I hate to be the bearer of bad news, but I think we're in for a little turbulence in the smart home market.
Not because the market isn't growing. It is. It's just not growing in a way that can make every investor, startup and big tech company happy.
This isn't completely unexpected. Markets - especially new consumer technology markets as they are searching for defining use-cases, form factors and hero products - take time to figure themselves out.
The smart home industry is trying to figure itself out.
In the meantime, some investing in the space are disappointed in their early results. Companies like Best Buy, Lowe's and others that have jumped into this market with gusto aren't always seeing the type of demand they want for the products given the amount of shelf space they've allocated.
The early success has come in a few product categories like cameras, thermostats, maybe a few door locks. In other words, product categories consumers get immediately. Sales of smart home "systems" that include hubs and multiple devices have been selling more tepidly.This is a market education and messaging issue, as consumers still don't fully get the concept of the smart home and certainly aren't convinced they need to plop down hard earned cash for one.
But let's not blame the consumer. They can't be expected to understand the smart home while the smart home industry is still trying to figure itself out.
It reminds me of the prehistoric days of the video streaming market in 2004 when we in the industry knew at some point consumers would stream video and other great content to their TVs and around the home, but the consumers didn't yet know it. Startups were taking early stabs at creating new categories like the media adapter (nostalgia link: here's me writing about one for Network World), while others like Microsoft tried to build media streaming systems around their existing strengths and ultimately failed.

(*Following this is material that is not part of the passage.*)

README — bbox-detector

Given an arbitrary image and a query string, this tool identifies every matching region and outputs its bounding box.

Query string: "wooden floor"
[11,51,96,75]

But the comparison isn't perfect, because unlike whole-home video streaming, the smart home has been around in some form or another for 30-40 years. This early market of X-10 and other tech led to a more modern generation of DIY smart home products, brands such as INSTEON and then Mi Casa Verde, businesses built upon the hard work of their founders, who through grit and determination managed to create a market and community around their products and ecosystems. Other companies like Belkin entered the market with WeMo, finding success with an approach built around Wi-Fi. And then we saw a rush of upstart efforts like SmartThings, Revolv, Wink, Iris and Staples Connect, each with different but similar approaches.
All the while, consumers weren't paying all that much attention. When they did decide to buy a product we in the industry consider a "smart home" system, the consumer thought they were buying a network camera to watch their dog or a connected thermostat to maybe save a little money.
In the meantime, we have new efforts like HomeKit and Google's Weave/Brillo that hold some promise. We have obvious demand for products like smart home security systems because, well, consumers understand home security.
In other words, the industry is slowly figuring itself out, doing the hard, grinding work it takes to develop underlying technology that can lead to new services that consumers eventually will "get" and maybe find indispensible someday. But in the meantime, you have companies like Wink, who we recently learned seems on the brink, beleaguered by a combination of near blinding audacity of its parent company Quirky, product recalls and softer than expected demand for things called hubs. And Wink is probably the tip of the iceberg. I think there may be other companies or divisions like Wink, wholly invested in product strategies that might not be the resonating with the market, that we'll likely learn about soon enough.
The good news is we'll get there. We have some hero products that are seeing strong demand, we have big service providers investing tens of millions of dollars in market creation, and Apple and Google are doing what they do. We have innovative startups still innovating, in horizontal categories like interfaces, cloud rules engines and more, while there are also some exciting stuff going on in product categories like water, yards, smart kitchen and more.
Wikipedia defines a market shakeout as "a term used in business and economics to describe the consolidation of an industry or sector, in which businesses are eliminated or acquired through competition."
It goes on to say that "shakeouts can often occur after an industry has experienced a period of rapid growth in demand followed by overexpansion by manufacturers."
I think we'll see more of both of these, rapid growth and consolidation. Rapid growth in hero categories and, eventually, fuller smart home "systems" as the market figures out what those should look like as the consumer tells them what they like. Consolidation too, as companies who have developed technology either don't find enough of a market themselves or need to fall into the hands of someone with deeper pockets who think they can develop the market.
Either way, buckle up. It's going to be an exciting but bumpy ride.